Preferably, the processing is performed by using independently arranged post-filters at the time of forward smoothing, backward smoothing and time smoothing.
In order to better illustrate the solution of the present invention, some prior art documents are given below.
The following summary contains a description of general steps (e.g., steps 1-3):
Mahdi Parchami, Wei-Ping Zhu, Benoit Champagne, and Eric Plourde, Recent Developments in Speech Enhancement in the Short-Time Fourier Transform Domain , July 2016 IEEE Circuits and Systems Magazine 16(3):45-77
the classical noise reduction algorithm is described below:
Y. Ephraim and D. Malah, Speech enhancement using a minimum mean-square error short-time spectral amplitude estimator, IEEE Trans. Acoust., Speech, Signal Processing, vol. ASSP-32, no. 6, pp. 1109–1121, December 1984.

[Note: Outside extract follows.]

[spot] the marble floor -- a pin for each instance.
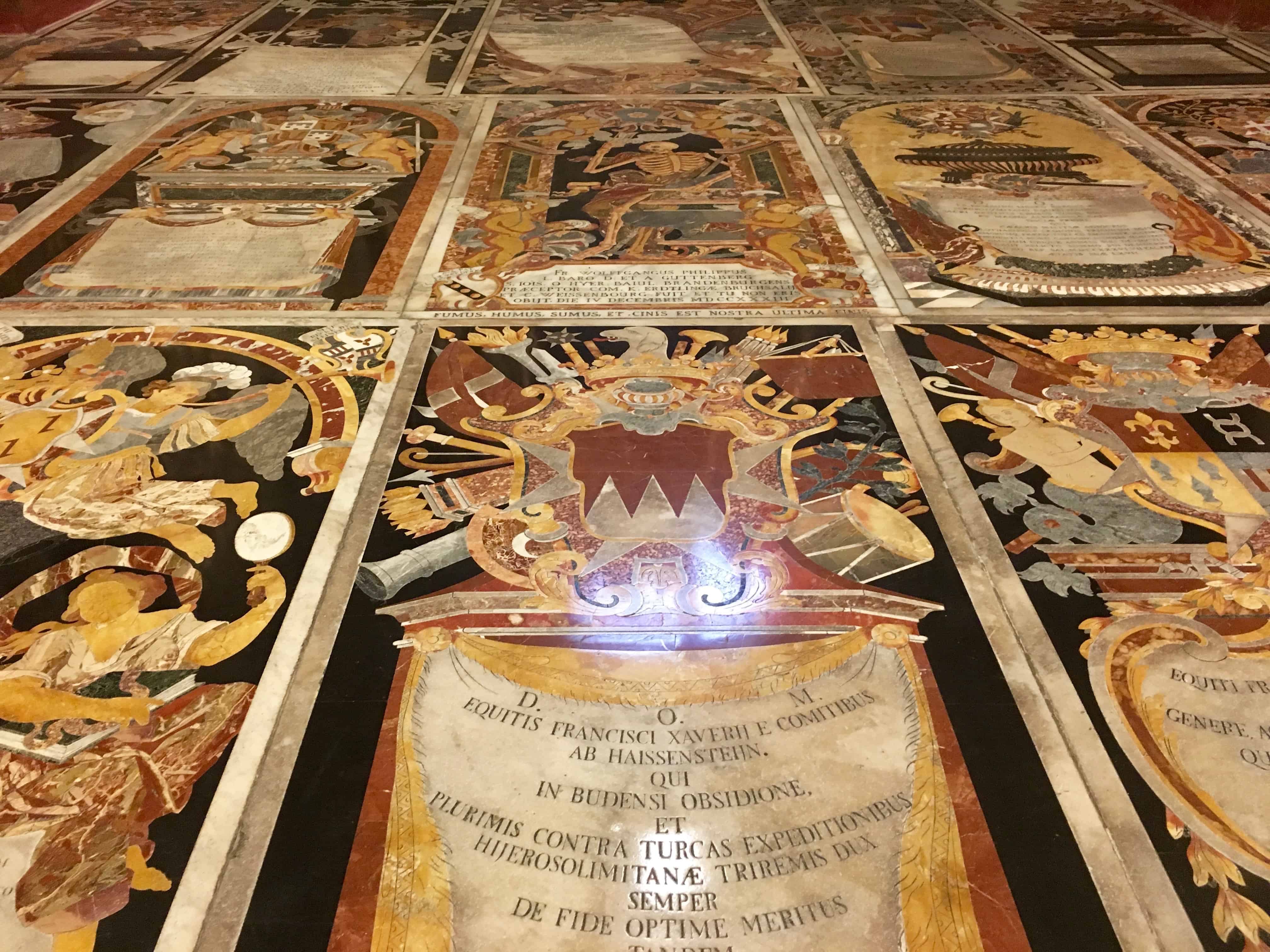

a very common noise reduction method is referred to as follows:
Timo Gerkmann, and Richard C. Hendriks, Unbiased MMSE-Based Noise Power Estimation with Low Complexity and Low Tracking Delay [435 citations] May 2012IEEE Transactions on Audio Speech and Language Processing 20(4):1383-1393,
It will be apparent that the described embodiments are only some, but not all, embodiments of the invention. All other embodiments, which can be made by those skilled in the art based on the embodiments of the invention without making any inventive effort, are intended to be within the scope of the invention.